M. Pierre-Yves Collombat. Du baratin !

M. le président. La parole est à M. Olivier Paccaud, pour la réplique. (Applaudissements sur des travées du groupe Les Républicains.)

M. Olivier Paccaud. Ne nions pas la souffrance qui s'exprime dans le monde enseignant ! Ce que demandent directeurs et enseignants, monsieur le ministre, c'est d'être mieux protégés et soutenus lorsque leur autorité est contestée par certains parents et élèves. C'est aussi d'être mieux payés : moins de 2 000 euros par mois après cinq ans d'études supérieures et vingt ans de carrière, pour un professeur des écoles, telle est la réalité ! C'est aussi, tout simplement, de pouvoir transmettre leur savoir aux élèves au lieu de devoir transmettre des statistiques et des rapports à leur hiérarchie, qui les harcèle sans plus les comprendre ! (Mme Marie-Noëlle Lienemann applaudit.)
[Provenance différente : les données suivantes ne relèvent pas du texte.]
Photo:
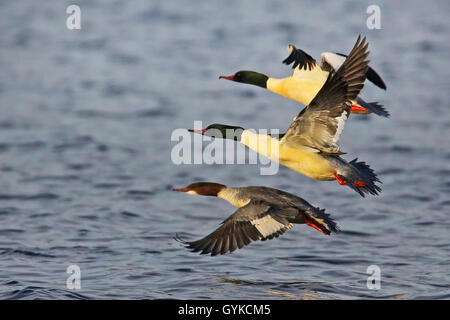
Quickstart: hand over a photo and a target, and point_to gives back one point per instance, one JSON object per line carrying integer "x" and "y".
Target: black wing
{"x": 372, "y": 75}
{"x": 258, "y": 220}
{"x": 299, "y": 58}
{"x": 321, "y": 123}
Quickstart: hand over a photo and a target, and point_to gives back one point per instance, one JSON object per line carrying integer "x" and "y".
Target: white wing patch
{"x": 268, "y": 225}
{"x": 333, "y": 59}
{"x": 340, "y": 126}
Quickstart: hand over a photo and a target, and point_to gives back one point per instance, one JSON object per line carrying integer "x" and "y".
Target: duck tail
{"x": 320, "y": 221}
{"x": 370, "y": 107}
{"x": 360, "y": 178}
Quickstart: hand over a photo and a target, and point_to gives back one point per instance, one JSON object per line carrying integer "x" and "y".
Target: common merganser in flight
{"x": 310, "y": 145}
{"x": 264, "y": 213}
{"x": 308, "y": 78}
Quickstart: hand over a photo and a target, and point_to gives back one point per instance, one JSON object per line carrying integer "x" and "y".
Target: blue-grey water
{"x": 86, "y": 118}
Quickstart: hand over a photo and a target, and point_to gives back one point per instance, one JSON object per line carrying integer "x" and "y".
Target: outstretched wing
{"x": 321, "y": 123}
{"x": 258, "y": 220}
{"x": 332, "y": 61}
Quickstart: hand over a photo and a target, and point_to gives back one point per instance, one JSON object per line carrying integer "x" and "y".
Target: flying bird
{"x": 308, "y": 78}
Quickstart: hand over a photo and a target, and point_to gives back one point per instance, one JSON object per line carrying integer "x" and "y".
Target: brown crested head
{"x": 202, "y": 188}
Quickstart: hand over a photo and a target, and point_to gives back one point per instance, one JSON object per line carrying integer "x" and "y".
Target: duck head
{"x": 250, "y": 77}
{"x": 223, "y": 131}
{"x": 202, "y": 188}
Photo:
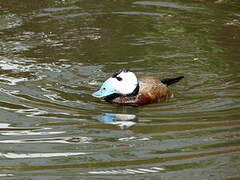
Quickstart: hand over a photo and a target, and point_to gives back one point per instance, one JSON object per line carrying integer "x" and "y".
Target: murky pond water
{"x": 54, "y": 54}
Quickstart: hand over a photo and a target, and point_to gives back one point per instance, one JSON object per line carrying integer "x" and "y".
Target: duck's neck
{"x": 135, "y": 91}
{"x": 115, "y": 95}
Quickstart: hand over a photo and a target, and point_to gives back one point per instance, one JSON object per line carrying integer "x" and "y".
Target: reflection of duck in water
{"x": 121, "y": 120}
{"x": 124, "y": 88}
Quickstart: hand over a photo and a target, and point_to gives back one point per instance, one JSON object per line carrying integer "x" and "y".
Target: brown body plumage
{"x": 151, "y": 90}
{"x": 124, "y": 88}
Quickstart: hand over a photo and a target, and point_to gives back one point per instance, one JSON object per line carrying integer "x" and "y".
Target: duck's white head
{"x": 123, "y": 82}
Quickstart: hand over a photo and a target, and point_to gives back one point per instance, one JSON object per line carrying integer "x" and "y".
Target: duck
{"x": 124, "y": 88}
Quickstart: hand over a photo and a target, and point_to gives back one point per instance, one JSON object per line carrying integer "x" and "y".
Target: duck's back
{"x": 150, "y": 90}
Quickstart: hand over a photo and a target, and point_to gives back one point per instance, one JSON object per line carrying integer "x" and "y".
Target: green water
{"x": 55, "y": 54}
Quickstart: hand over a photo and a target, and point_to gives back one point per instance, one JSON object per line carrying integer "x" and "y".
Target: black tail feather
{"x": 170, "y": 81}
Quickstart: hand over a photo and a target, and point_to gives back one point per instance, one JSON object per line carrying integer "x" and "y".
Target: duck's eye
{"x": 119, "y": 78}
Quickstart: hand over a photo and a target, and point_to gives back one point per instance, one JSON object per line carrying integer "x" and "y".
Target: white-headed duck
{"x": 124, "y": 88}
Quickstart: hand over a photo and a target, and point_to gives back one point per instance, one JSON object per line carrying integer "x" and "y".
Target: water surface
{"x": 54, "y": 54}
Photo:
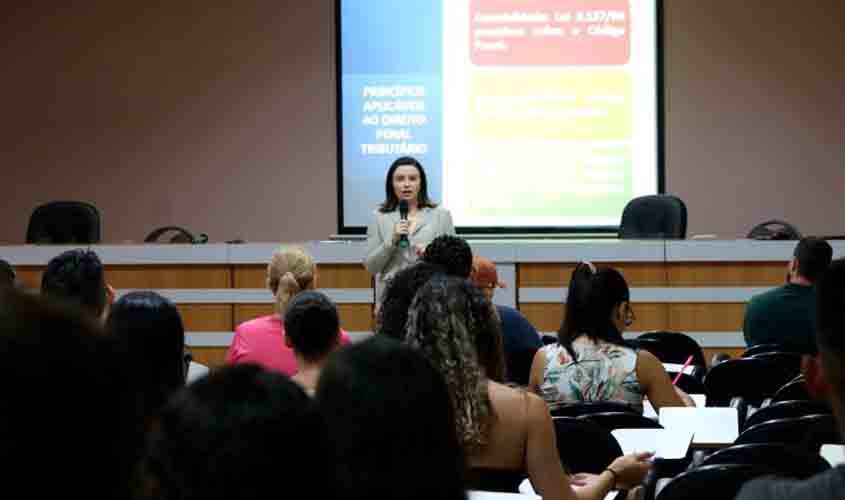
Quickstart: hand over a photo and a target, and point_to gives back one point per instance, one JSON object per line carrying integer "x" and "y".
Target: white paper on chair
{"x": 833, "y": 453}
{"x": 700, "y": 401}
{"x": 665, "y": 443}
{"x": 709, "y": 426}
{"x": 676, "y": 367}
Ce mal-être de notre école n'est pas anecdotique. Si nos enseignants ne sont plus les hussards noirs conquérants du temps de Jules Ferry, ils demeurent les piliers de la République. Lorsqu'ils vacillent, c'est la France qui est en danger ! (Applaudissements sur les travées des groupes Les Républicains et UC, ainsi que sur des travées des groupes RDSE, SOCR et CRCE.)